# MX 5000 Kubota not moving



## Frank T (Jan 2, 2021)

Hello all. I have this problem last yr, that the engine and every thing working, but it does not have power to run on higher gear, it barely move on 1st gear. I took it to the dealer last yr, they told me they adjust something in the transmission, it work fine for a yr, now it does it again, now I don't have a trailer to move it no more, so I am searching for help, any help I would appreciate. My tractor is a MX5000 Kubota I can up load a picture if needed to zoom in certain part or sections


----------



## Fedup (Feb 25, 2014)

More than likely what was adjusted was the clutch pedal free play. I suspect from your description of the problem that you currently have none. You stated it's happened before, was adjusted, and now it's happened again. Another adjustment might get you going again, but be aware that operating the tractor in this condition takes significant life out of the clutch disc. You may have already gone over the edge on that count. 

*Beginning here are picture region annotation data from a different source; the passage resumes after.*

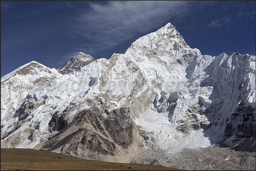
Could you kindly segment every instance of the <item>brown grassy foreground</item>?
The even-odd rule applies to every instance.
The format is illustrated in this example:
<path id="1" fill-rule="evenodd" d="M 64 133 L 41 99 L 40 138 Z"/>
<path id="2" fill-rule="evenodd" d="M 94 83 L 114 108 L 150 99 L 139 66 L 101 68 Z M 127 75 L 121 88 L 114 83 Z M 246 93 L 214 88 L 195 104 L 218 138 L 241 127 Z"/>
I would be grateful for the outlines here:
<path id="1" fill-rule="evenodd" d="M 179 170 L 142 164 L 88 160 L 31 149 L 1 149 L 1 170 Z"/>

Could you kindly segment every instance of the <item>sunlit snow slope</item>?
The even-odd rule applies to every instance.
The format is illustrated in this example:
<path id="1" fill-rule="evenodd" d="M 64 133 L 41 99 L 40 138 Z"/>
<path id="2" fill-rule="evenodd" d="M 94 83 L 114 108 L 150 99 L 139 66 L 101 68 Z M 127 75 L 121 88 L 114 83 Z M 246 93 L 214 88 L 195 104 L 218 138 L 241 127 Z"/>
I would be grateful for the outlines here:
<path id="1" fill-rule="evenodd" d="M 90 62 L 76 67 L 80 56 Z M 255 56 L 202 55 L 169 23 L 108 60 L 75 57 L 58 69 L 65 75 L 34 62 L 29 73 L 12 76 L 18 69 L 1 78 L 1 147 L 84 158 L 85 153 L 96 157 L 96 151 L 114 161 L 125 153 L 132 157 L 142 144 L 170 154 L 214 144 L 240 149 L 255 142 Z M 79 122 L 84 113 L 86 125 Z M 103 147 L 92 152 L 89 141 Z"/>

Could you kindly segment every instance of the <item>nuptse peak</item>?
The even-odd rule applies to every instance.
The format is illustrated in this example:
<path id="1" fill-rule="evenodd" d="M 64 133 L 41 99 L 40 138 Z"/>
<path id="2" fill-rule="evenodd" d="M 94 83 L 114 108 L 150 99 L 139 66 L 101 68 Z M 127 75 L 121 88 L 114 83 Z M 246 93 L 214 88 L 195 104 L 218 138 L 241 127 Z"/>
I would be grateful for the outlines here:
<path id="1" fill-rule="evenodd" d="M 255 56 L 202 55 L 168 23 L 109 59 L 79 52 L 2 77 L 1 147 L 126 163 L 149 149 L 255 151 Z"/>

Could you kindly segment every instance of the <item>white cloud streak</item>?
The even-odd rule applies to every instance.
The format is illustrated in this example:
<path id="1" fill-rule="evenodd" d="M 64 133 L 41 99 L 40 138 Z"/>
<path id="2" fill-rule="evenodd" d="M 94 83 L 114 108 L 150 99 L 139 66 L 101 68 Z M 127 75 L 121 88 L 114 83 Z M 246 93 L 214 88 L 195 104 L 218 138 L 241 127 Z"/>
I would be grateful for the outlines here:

Do you have or have access to an owner's manual for the tractor? That should cover the clutch free play adjustment procedure. Checking/making that adjustment should be your next step.


----------



## Frank T (Jan 2, 2021)

Fedup said:


> More than likely what was adjusted was the clutch pedal free play. I suspect from your description of the problem that you currently have none. You stated it's happened before, was adjusted, and now it's happened again. Another adjustment might get you going again, but be aware that operating the tractor in this condition takes significant life out of the clutch disc. You may have already gone over the edge on that count.
> 
> Do you have or have access to an owner's manual for the tractor? That should cover the clutch free play adjustment procedure. Checking/making that adjustment should be your next step.


----------



## Frank T (Jan 2, 2021)

I'll try to search for the manual online, the original one I kept it in the brush hog's tube, but it got stolen with the tractor one, the police has since recovered my tractor but no brush hog


----------



## Fedup (Feb 25, 2014)

Well if you don't have a manual, the general "rule of thumb" I go by is 1 to 1 1/2 inches of free travel. That applies to MOST dry clutch tractors. By free travel I mean how far can I push the pedal down with two fingertips? I'm just guessing at this point, but yours is probably much less than that, maybe even nonexistent. The adjustment will be a rod connecting the pedal to a lever attached to a shaft going into the clutch housing. The rod is threaded on one end with a clevis and a clevis pin. Threading the clevis on or off the rod changes the free travel adjustment. On your tractor it may be under the floor plate near the pedal, it may be hidden under a panel or cover in the steering column area. You just have to look for it. If the adjustment gets you going again, great. If not, you may be looking at a clutch repair.


----------



## Frank T (Jan 2, 2021)

Fedup said:


> Well if you don't have a manual, the general "rule of thumb" I go by is 1 to 1 1/2 inches of free travel. That applies to MOST dry clutch tractors. By free travel I mean how far can I push the pedal down with two fingertips? I'm just guessing at this point, but yours is probably much less than that, maybe even nonexistent. The adjustment will be a rod connecting the pedal to a lever attached to a shaft going into the clutch housing. The rod is threaded on one end with a clevis and a clevis pin. Threading the clevis on or off the rod changes the free travel adjustment. On your tractor it may be under the floor plate near the pedal, it may be hidden under a panel or cover in the steering column area. You just have to look for it. If the adjustment gets you going again, great. If not, you may be looking at a clutch repair.


----------



## Frank T (Jan 2, 2021)

Whoaaaa, such a kind person you're sir. I'll keep this and follow, will search for it tomorrow. Very much appreciated sir. Happy new yr to you and to the forum


----------



## Ed Williams (Jun 13, 2019)

Frank T said:


> I'll try to search for the manual online, the original one I kept it in the brush hog's tube, but it got stolen with the tractor one, the police has since recovered my tractor but no brush y


Check under the Manuals section of this forum. Scroll down to Kubota and see if there is one for you.


----------



## Frank T (Jan 2, 2021)

Hello again, I have adjust the clutch peddal of tension, I get more power, as I noticed mow my RPM is slow moving up, and when shut down the engine, the RPM needle is not going down until few hrs later. Could this be my Transmission/hydraulic filter clog up?


----------



## Frank T (Jan 2, 2021)

Ed Williams said:


> Check under the Manuals section of this forum. Scroll down to Kubota and see if there is one for you.


----------



## Frank T (Jan 2, 2021)

Thank you for the heads up sir


----------